The last time the show was held at Inner Temple the plants
were exhibited in two long marquees, visitors arrived by
carriage and top hats and parasols were much in evidence.
Today there is just one marquee with several smaller pavilions
and trade stands dotted around the grounds, and the exuberant
planting in the 230ft long borders — tapestries of
brightly coloured dahlias, rudbeckias, heleniums, cosmos
and asters on the upper terrace of the — gardens sets
the season firmly as end of summer.
A report on the show in Amateur Gardening in June 1908 talks
of “a brilliant display of flowering and foliage plants
as well as fruit trees and vegetables”. It continues:
“It hardly seems credible that such results could
have been achieved in a spring which has undoubtedly been
one of the most unfavourable within recollection.”
This year’s band of exhibitors have had to contend
with similarly appalling weather, and it is remarkable that
they have managed to present a wide range of late summer/early
autumn blooms — from eucomis, gaura and clerodendrons
to crocosmias, asters and Japanese anemones — in such
excellent condition.
Several of the exhibitors have made historic links. Pennard
Plants’ display includes heritage potatoes such as
Salad Blue (whose skin is the colour of an aubergine) and
Arran Victory (which has a pale-purple skin) and wonderful
accoutrements such as a swan-necked onion hoe, a cucumber
straightener (a transparent glass tube in which the fruit
was grown) and a grape storage bottle (a flat-sided bottle
filled with water and charcoal with a curved neck into which
the stems of the grapes were inserted to keep them fresh).
Ascott Park, a former home of the Rothschilds and now in
the hands of the National Trust, displays myrtles, scented
geraniums and a conference pear tree as reminders of the
medals won by Leopold Rothschild when he exhibited at the
show from 1897-1904.
Rothschild was one of several of the gentry who exhibited
alongside the professional growers. Even the RHS president
of the time, Sir Trevor Lawrence, managed to slip some of
his own orchids into the first Inner Temple show, and one
of the 200 or so historic clematis varieties exhibited by
the Guernsey grower Raymond Evison includes the red-flowered
Clematis texensis “Sir Trevor Lawrence”, raised
in 1890 that was named after the president.

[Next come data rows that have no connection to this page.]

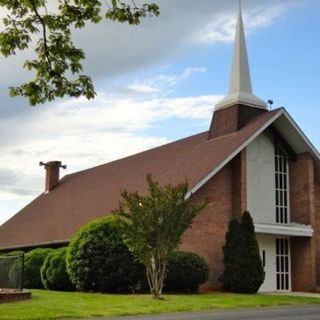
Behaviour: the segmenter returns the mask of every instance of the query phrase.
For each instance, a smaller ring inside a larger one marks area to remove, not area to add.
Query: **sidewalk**
[[[320,293],[315,292],[264,292],[263,294],[273,295],[273,296],[295,296],[295,297],[310,297],[319,298]]]
[[[284,306],[259,309],[194,311],[175,314],[89,318],[90,320],[319,320],[320,306]],[[89,320],[88,319],[88,320]]]

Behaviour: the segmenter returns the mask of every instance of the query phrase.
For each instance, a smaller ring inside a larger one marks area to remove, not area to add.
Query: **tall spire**
[[[229,93],[252,93],[250,70],[246,39],[244,36],[241,3],[239,1],[235,44],[233,49],[233,63],[230,78]]]
[[[250,69],[240,1],[237,17],[229,94],[216,105],[215,109],[219,110],[234,104],[244,104],[263,109],[267,107],[267,104],[264,101],[262,101],[252,93]]]

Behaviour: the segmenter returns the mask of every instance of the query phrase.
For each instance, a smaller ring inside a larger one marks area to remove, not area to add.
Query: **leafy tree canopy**
[[[146,268],[151,293],[161,298],[169,256],[205,203],[186,198],[187,183],[162,187],[150,175],[147,183],[146,196],[124,191],[114,213],[124,222],[125,244]]]
[[[24,96],[31,105],[64,96],[94,98],[92,80],[82,74],[85,53],[74,45],[72,28],[103,18],[137,25],[142,18],[159,15],[155,3],[137,5],[134,0],[0,0],[0,7],[8,12],[0,32],[2,55],[28,48],[36,55],[23,65],[35,73],[34,79],[9,88],[11,96]]]

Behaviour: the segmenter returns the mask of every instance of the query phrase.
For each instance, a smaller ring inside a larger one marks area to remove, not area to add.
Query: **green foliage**
[[[29,289],[43,289],[40,269],[47,255],[53,249],[37,248],[25,254],[24,258],[24,287]]]
[[[254,232],[254,225],[249,212],[244,212],[241,219],[241,227],[244,233],[243,256],[247,261],[247,272],[243,274],[243,292],[256,293],[262,285],[265,273],[259,254],[259,245]]]
[[[241,279],[238,278],[239,259],[242,254],[242,233],[241,226],[237,219],[229,222],[226,233],[225,245],[223,247],[224,271],[220,277],[222,287],[226,291],[238,292],[237,287]]]
[[[124,191],[114,213],[123,222],[126,245],[146,268],[151,293],[160,298],[169,255],[205,203],[186,199],[187,183],[160,187],[150,175],[147,183],[146,196]]]
[[[10,251],[8,253],[2,253],[0,255],[5,255],[5,256],[21,256],[24,254],[24,251],[22,250],[15,250],[15,251]]]
[[[0,253],[0,288],[21,288],[23,251]]]
[[[192,252],[173,252],[168,260],[164,291],[195,293],[208,276],[209,268],[202,257]]]
[[[225,270],[220,277],[226,291],[256,293],[264,280],[254,225],[249,212],[244,212],[241,223],[229,223],[223,247]]]
[[[132,292],[143,275],[109,216],[84,226],[72,239],[67,270],[79,290]]]
[[[53,2],[53,1],[52,1]],[[87,22],[99,23],[103,17],[112,21],[137,25],[146,16],[159,15],[154,3],[111,0],[103,8],[97,0],[58,0],[47,6],[46,0],[0,0],[8,11],[2,19],[0,52],[5,57],[34,48],[35,57],[26,60],[24,68],[35,78],[10,88],[11,96],[24,96],[31,105],[52,101],[57,97],[94,98],[89,76],[81,74],[85,53],[72,41],[72,28],[83,28]]]
[[[69,279],[66,267],[67,248],[50,252],[40,269],[43,287],[49,290],[72,291],[74,285]]]

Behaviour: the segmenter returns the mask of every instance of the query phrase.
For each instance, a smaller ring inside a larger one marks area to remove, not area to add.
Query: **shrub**
[[[264,280],[254,225],[249,212],[244,212],[241,223],[229,223],[223,247],[225,270],[220,277],[226,291],[256,293]]]
[[[6,257],[21,257],[22,255],[23,251],[0,253],[0,288],[19,288],[21,286],[21,259],[6,259]]]
[[[202,257],[191,252],[173,252],[168,261],[164,290],[194,293],[208,276],[209,268]]]
[[[24,258],[24,287],[43,289],[40,269],[47,255],[53,249],[37,248],[25,254]]]
[[[222,288],[229,292],[237,292],[238,288],[238,260],[241,258],[241,228],[237,219],[229,222],[228,231],[225,237],[225,245],[223,247],[223,264],[224,271],[220,276]]]
[[[246,266],[246,272],[243,274],[242,279],[242,292],[256,293],[264,281],[265,273],[254,232],[253,221],[248,211],[242,215],[241,227],[244,237],[243,258]]]
[[[67,270],[79,290],[130,292],[144,268],[124,244],[117,220],[108,216],[84,226],[72,239]]]
[[[50,252],[40,269],[42,284],[45,289],[72,291],[74,285],[69,279],[66,267],[67,248]]]

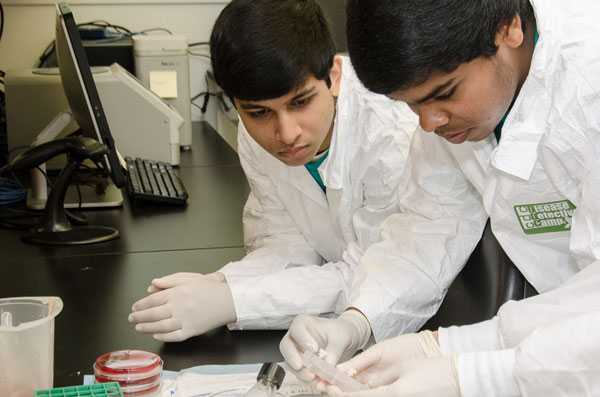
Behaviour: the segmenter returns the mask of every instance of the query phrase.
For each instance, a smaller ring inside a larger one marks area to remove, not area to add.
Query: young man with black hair
[[[182,340],[229,324],[235,329],[287,328],[300,313],[346,309],[355,269],[365,258],[394,262],[393,241],[407,226],[403,171],[417,117],[405,105],[367,91],[335,48],[314,0],[234,0],[211,37],[215,78],[240,116],[238,151],[251,193],[244,209],[248,254],[208,276],[175,274],[155,280],[164,289],[137,302],[131,321],[160,340]],[[432,181],[433,182],[433,181]],[[456,207],[440,238],[451,260],[430,269],[407,267],[407,311],[422,324],[476,245],[485,223],[469,187],[444,191]],[[435,186],[432,186],[435,190]],[[414,204],[414,203],[413,203]],[[427,280],[431,281],[429,278]],[[415,286],[424,285],[423,288]],[[435,286],[435,288],[432,288]],[[370,329],[345,312],[357,348]]]
[[[418,333],[375,345],[341,365],[372,387],[348,395],[599,394],[599,20],[596,0],[349,0],[357,75],[434,133],[415,136],[409,186],[423,184],[422,167],[456,164],[540,295],[489,321],[441,328],[437,341]],[[366,264],[353,302],[375,327],[398,318],[393,300],[361,300],[387,285],[377,265]],[[304,323],[290,333],[335,335]]]

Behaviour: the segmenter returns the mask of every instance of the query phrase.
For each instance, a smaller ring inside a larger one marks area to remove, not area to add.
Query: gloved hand
[[[364,354],[367,354],[365,352]],[[327,386],[326,393],[335,397],[461,397],[454,357],[408,360],[396,365],[371,367],[372,360],[360,354],[339,366],[346,373],[369,385],[369,390],[345,393]]]
[[[335,365],[365,347],[370,337],[369,321],[357,310],[347,310],[336,319],[301,315],[290,325],[279,350],[298,378],[310,382],[315,375],[304,367],[303,351],[318,354],[322,349],[325,360]]]
[[[369,371],[364,372],[357,379],[362,383],[369,384],[371,373],[379,376],[390,368],[395,368],[405,362],[441,356],[442,351],[433,332],[421,331],[384,340],[338,367],[344,372],[348,372],[348,370],[361,371],[363,368],[368,368]],[[326,384],[317,381],[315,387],[324,392]]]
[[[160,278],[155,278],[150,283],[150,286],[148,286],[147,291],[152,294],[154,292],[162,291],[163,289],[176,287],[178,285],[187,283],[192,280],[196,280],[198,278],[205,278],[207,280],[225,282],[225,276],[223,275],[223,273],[220,272],[214,272],[209,274],[180,272],[169,274],[168,276]]]
[[[129,322],[138,332],[178,342],[236,321],[227,283],[198,277],[133,304]]]

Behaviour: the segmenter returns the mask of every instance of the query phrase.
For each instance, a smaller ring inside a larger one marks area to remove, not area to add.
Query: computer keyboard
[[[127,187],[135,200],[160,203],[187,203],[188,194],[171,164],[125,157]]]

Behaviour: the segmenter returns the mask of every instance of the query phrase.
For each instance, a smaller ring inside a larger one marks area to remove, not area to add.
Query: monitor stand
[[[90,138],[65,138],[32,148],[12,164],[17,170],[19,167],[36,167],[42,161],[56,156],[57,152],[67,153],[67,165],[54,180],[46,200],[44,218],[38,227],[21,237],[24,242],[44,245],[83,245],[105,242],[119,237],[119,231],[112,227],[73,226],[69,219],[70,216],[64,208],[65,195],[74,172],[81,167],[81,163],[85,159],[89,158],[97,162],[106,155],[107,151],[106,146]],[[97,183],[106,186],[102,181],[97,181]],[[81,219],[76,217],[76,221],[80,223]]]

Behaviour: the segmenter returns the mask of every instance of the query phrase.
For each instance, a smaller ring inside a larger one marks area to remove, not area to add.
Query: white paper
[[[150,90],[161,98],[177,98],[177,71],[153,70],[150,72]]]

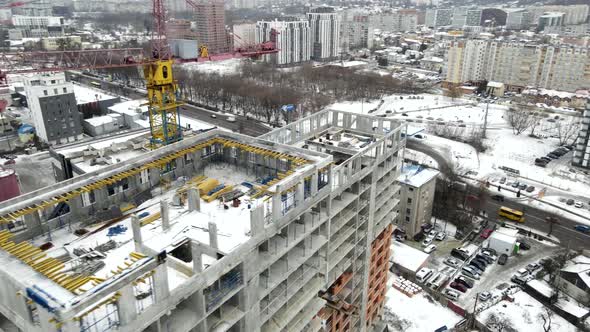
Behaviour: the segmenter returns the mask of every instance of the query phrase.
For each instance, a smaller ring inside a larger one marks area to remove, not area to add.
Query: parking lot
[[[438,227],[435,230],[437,232],[441,231]],[[511,278],[519,269],[526,268],[530,263],[538,263],[541,258],[551,256],[559,250],[558,246],[537,242],[533,239],[526,239],[524,241],[530,246],[530,249],[521,249],[517,254],[510,256],[504,265],[498,264],[498,255],[496,255],[496,260],[487,264],[487,267],[480,275],[479,280],[474,280],[474,278],[467,278],[464,276],[462,268],[468,266],[471,260],[478,254],[482,254],[482,248],[487,247],[488,240],[482,239],[479,233],[475,234],[475,238],[471,243],[459,241],[455,239],[454,236],[448,235],[446,239],[442,241],[434,239],[432,240],[432,243],[436,245],[436,250],[430,253],[430,258],[426,265],[426,268],[431,269],[432,273],[429,274],[429,277],[425,278],[421,284],[423,287],[435,288],[443,293],[450,289],[459,295],[456,300],[457,304],[465,309],[473,310],[475,298],[478,293],[490,292],[491,299],[486,299],[486,301],[493,301],[493,297],[499,297],[502,290],[507,289],[511,285],[515,285],[511,281]],[[406,244],[419,250],[424,250],[426,247],[422,242],[416,241],[406,241]],[[467,249],[469,252],[469,259],[463,261],[455,258],[454,260],[457,265],[454,267],[445,263],[445,260],[451,257],[451,251],[455,248],[461,247]],[[457,286],[450,288],[450,283],[462,275],[464,278],[468,279],[467,282],[471,281],[473,283],[472,288],[459,286],[459,288],[462,288],[465,291],[464,293],[460,289],[457,289]],[[440,282],[441,279],[444,281]],[[437,287],[439,284],[440,287]],[[479,304],[486,305],[486,303],[482,303],[481,300],[479,300]]]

This is one of the few 100-year-old varieties in Evison’s
national collection that is still available to gardeners
today. According to Evison, who grows a quarter of the world’s
young clematis plants, we modern gardeners require our clematis
to be both generously floriferous and long lasting, while
most of the ones raised in this country in the 19th and
early 20th centuries have fewer flowers and bloom for several
weeks rather than months.
An exception, which takes centre stage in Evison’s
display, is C. “Jackmanii” which is smothered
in large, velvety-purple blooms. It was bred by the Woking
nursery Jackmans 150 years ago and flowers from early July
until September.
“This was a tremendous breakthrough,” Evison
says. “It was the second hybrid to be bred in Europe
and it is still hugely popular today. It is such a great
plant for growing with roses.”
Although they may not give such long performances, many
of these older varieties have a special charm and delicacy
such as the rarely seen C. “John Gould Veitch”,
which has pale-lilac double blooms. This was named after
a member of the famous family nursery which collected in
the Far East and the Antipodes and sent back the not-so-delicate
New Zealand flax (Phormium tenax) as well as several striking
palms. The next time this fascinating collection of clematis
will be on view to the public is May 2009, in Guernsey.